It is 65 years since the song, Make Someone Happy debuted in 1960—a long time in anyone’s book. I would have referred younger readers unfamiliar with the song to the closing credits of Tom Hanks and Meg Ryan’s movie, Sleepless in Seattle, but suddenly realized that that romantic comedy is now 32 years in the past and may also be lost to modern viewers.

But the truth of the lyrics struck home with me just the other day when my son arrived, as he does every weekday, to drop off his dog for day care. Fraught with my own concerns, my spirits nevertheless lifted as I saw the Big Burr coming through the door, a doggy smile curving his lips and his eyes squinted with pleasure as he clearly anticipated another day of treats, walks and naps on the couch.

Burr is a strange beast, a large pit bull-hound mix with a massive head, bulging jaws and ridiculous spotted ears that look like a Valkyrie’s helmet when he pulls them back. The potentially fearsome look is completely undone, however, by the gentlest of eyes and a nose and lips of cotton candy pink. They bespeak a disposition as calm and mellow as any I have encountered in the animal kingdom, gentle, affectionate and even-tempered.

There is no discernible reason for him to be so good-natured. Burr came to us from South Carolina where his home was a house of horrors—he was confiscated from a hoarder who had 26 dogs on his property, six of whom were already dead. He had no name, had apparently never been outside a wire enclosure, was much thinner in the picture posted by his rescuers, sported a three-inch scar across the top of his head, and was (is) scared to death of everything new. The rustle of a dried-up hydrangea blossom blowing across the lawn once flattened him to the ground.

I suspect he may have been bred as a fighting dog but, as we got to know him, we weighed naming him Ferdinand after the storybook bull. All he wants to do is sniff flowers—every flower, on every walk.

His life is much different today. Initially terrified of furniture, he has developed a penchant for beds and couches, preferably with a human to share the space. He will eat dog food but prefers his kibble topped with a few sauteed meatballs. And picnics! Oh, the glory of a picnic where there seems to be no end of the proffered treats! He has embraced the dolce vita with more and more pink smiles of contentment.

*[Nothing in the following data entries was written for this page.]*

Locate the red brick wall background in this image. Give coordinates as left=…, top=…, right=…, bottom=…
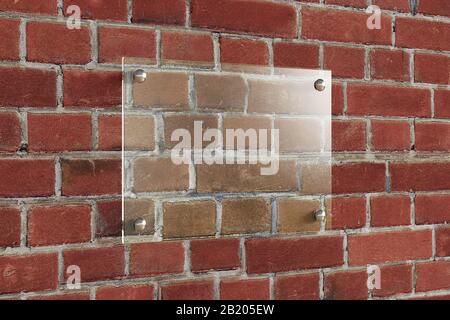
left=0, top=0, right=450, bottom=300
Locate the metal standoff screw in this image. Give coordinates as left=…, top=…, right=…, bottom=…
left=133, top=69, right=147, bottom=83
left=314, top=79, right=326, bottom=92
left=134, top=218, right=147, bottom=233
left=314, top=210, right=326, bottom=222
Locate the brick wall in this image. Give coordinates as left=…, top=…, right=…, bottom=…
left=0, top=0, right=449, bottom=300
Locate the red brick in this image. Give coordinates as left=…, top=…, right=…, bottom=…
left=221, top=38, right=269, bottom=67
left=332, top=120, right=366, bottom=152
left=191, top=0, right=297, bottom=38
left=415, top=194, right=450, bottom=225
left=0, top=206, right=21, bottom=248
left=275, top=273, right=320, bottom=300
left=130, top=242, right=184, bottom=277
left=347, top=84, right=430, bottom=117
left=64, top=246, right=124, bottom=282
left=0, top=160, right=55, bottom=197
left=415, top=53, right=450, bottom=85
left=28, top=204, right=91, bottom=247
left=416, top=261, right=450, bottom=292
left=191, top=238, right=240, bottom=273
left=396, top=18, right=450, bottom=51
left=390, top=162, right=450, bottom=192
left=97, top=285, right=154, bottom=300
left=273, top=42, right=319, bottom=69
left=99, top=26, right=156, bottom=63
left=327, top=197, right=366, bottom=230
left=64, top=0, right=127, bottom=21
left=0, top=67, right=56, bottom=108
left=0, top=253, right=58, bottom=294
left=0, top=19, right=19, bottom=61
left=96, top=200, right=122, bottom=238
left=436, top=227, right=450, bottom=257
left=302, top=8, right=391, bottom=44
left=325, top=0, right=367, bottom=8
left=133, top=0, right=185, bottom=26
left=435, top=90, right=450, bottom=119
left=162, top=32, right=214, bottom=67
left=220, top=278, right=270, bottom=300
left=97, top=115, right=121, bottom=151
left=370, top=196, right=410, bottom=227
left=30, top=292, right=90, bottom=300
left=246, top=236, right=343, bottom=274
left=27, top=22, right=91, bottom=64
left=0, top=0, right=57, bottom=15
left=418, top=0, right=450, bottom=17
left=348, top=230, right=432, bottom=265
left=415, top=122, right=450, bottom=151
left=61, top=158, right=121, bottom=196
left=161, top=280, right=214, bottom=300
left=28, top=113, right=92, bottom=152
left=64, top=69, right=122, bottom=108
left=325, top=270, right=368, bottom=300
left=372, top=0, right=410, bottom=12
left=332, top=83, right=344, bottom=115
left=324, top=46, right=365, bottom=79
left=0, top=112, right=21, bottom=152
left=373, top=264, right=412, bottom=297
left=370, top=49, right=410, bottom=81
left=332, top=163, right=386, bottom=194
left=371, top=120, right=411, bottom=151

And that is the point of this column. One morning I remarked to my son that I am happy to see Burr every morning because I can make him happy. I can’t make the world a peaceful place, I can’t feed all the starving children, I cannot stop the kind of hatred and anger that motivates people to kill perfect strangers, I can’t reason with those whose cruelty is motivated by a lust for money and power—none of those things are in my control. But for eight hours every weekday, I can make “just someone happy.”

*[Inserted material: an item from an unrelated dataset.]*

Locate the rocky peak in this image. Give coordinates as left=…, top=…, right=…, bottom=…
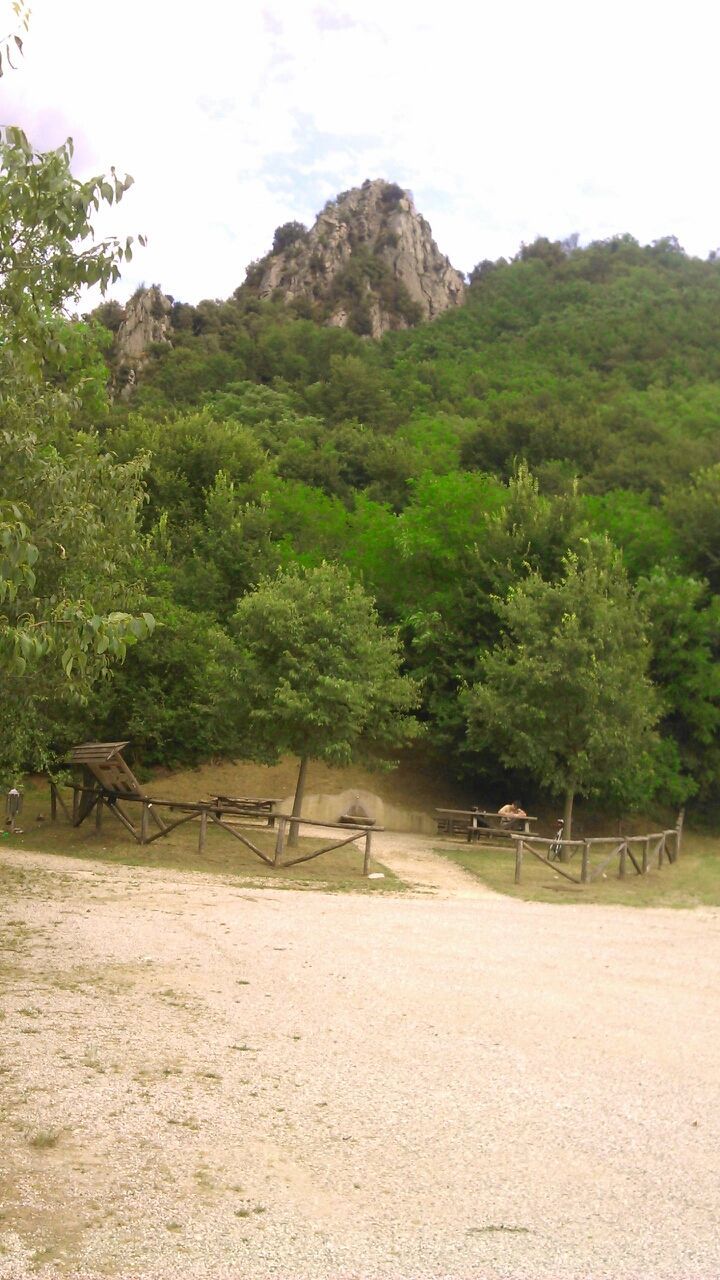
left=113, top=285, right=173, bottom=397
left=246, top=179, right=465, bottom=338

It is well recognized in the health community that owning a pet—or even babysitting one—is beneficial to human wellbeing. Scientists have found that caring for a pet can reduce stress levels, lower blood pressure, increase levels of physical activity, lessen feelings of loneliness and depression and even promote social interaction (walk your dog down the street and see how many people want to speak to you). Interacting with pets is shown to lower levels of the stress hormone cortisol and to release calming endorphins.

Scientists may can measure cortisol levels and endorphins all they want. I think the benefits of making “just someone happy,” is simpler than that and is encapsulated in the words of one of my favorite human beings, Abraham Lincoln.

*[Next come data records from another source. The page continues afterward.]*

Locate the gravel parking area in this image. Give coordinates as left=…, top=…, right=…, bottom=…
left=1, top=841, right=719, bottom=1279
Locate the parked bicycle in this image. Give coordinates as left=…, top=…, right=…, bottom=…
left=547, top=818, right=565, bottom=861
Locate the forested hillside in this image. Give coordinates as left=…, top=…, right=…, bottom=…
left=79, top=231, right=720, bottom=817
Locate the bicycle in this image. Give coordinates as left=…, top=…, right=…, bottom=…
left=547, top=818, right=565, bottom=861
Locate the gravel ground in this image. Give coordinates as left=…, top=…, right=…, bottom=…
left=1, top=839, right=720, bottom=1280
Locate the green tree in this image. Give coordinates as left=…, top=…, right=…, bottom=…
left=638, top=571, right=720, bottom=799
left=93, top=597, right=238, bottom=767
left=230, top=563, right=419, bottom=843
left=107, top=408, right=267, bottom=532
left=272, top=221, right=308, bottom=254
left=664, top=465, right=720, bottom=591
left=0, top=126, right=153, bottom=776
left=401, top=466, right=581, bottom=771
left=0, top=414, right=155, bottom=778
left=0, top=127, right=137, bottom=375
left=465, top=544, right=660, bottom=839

Lincoln, like many presidents, had trouble with people who fussed over his religious beliefs. No one knows exactly what he believed or didn’t believe but I think he summed up a standard all of us can embrace when he wrote, “When I do good, I feel good. When I do bad, I feel bad. And that’s my religion.”

My dog, or cat, may bring me unconditional love. Maybe. (My cat has been known to shun me for days after I return from a vacation.) But I am sure that I will feel good if I make it happy. Perhaps an attitude of giving more and expecting less in return is the elixir this old world needs to “be happy, too.”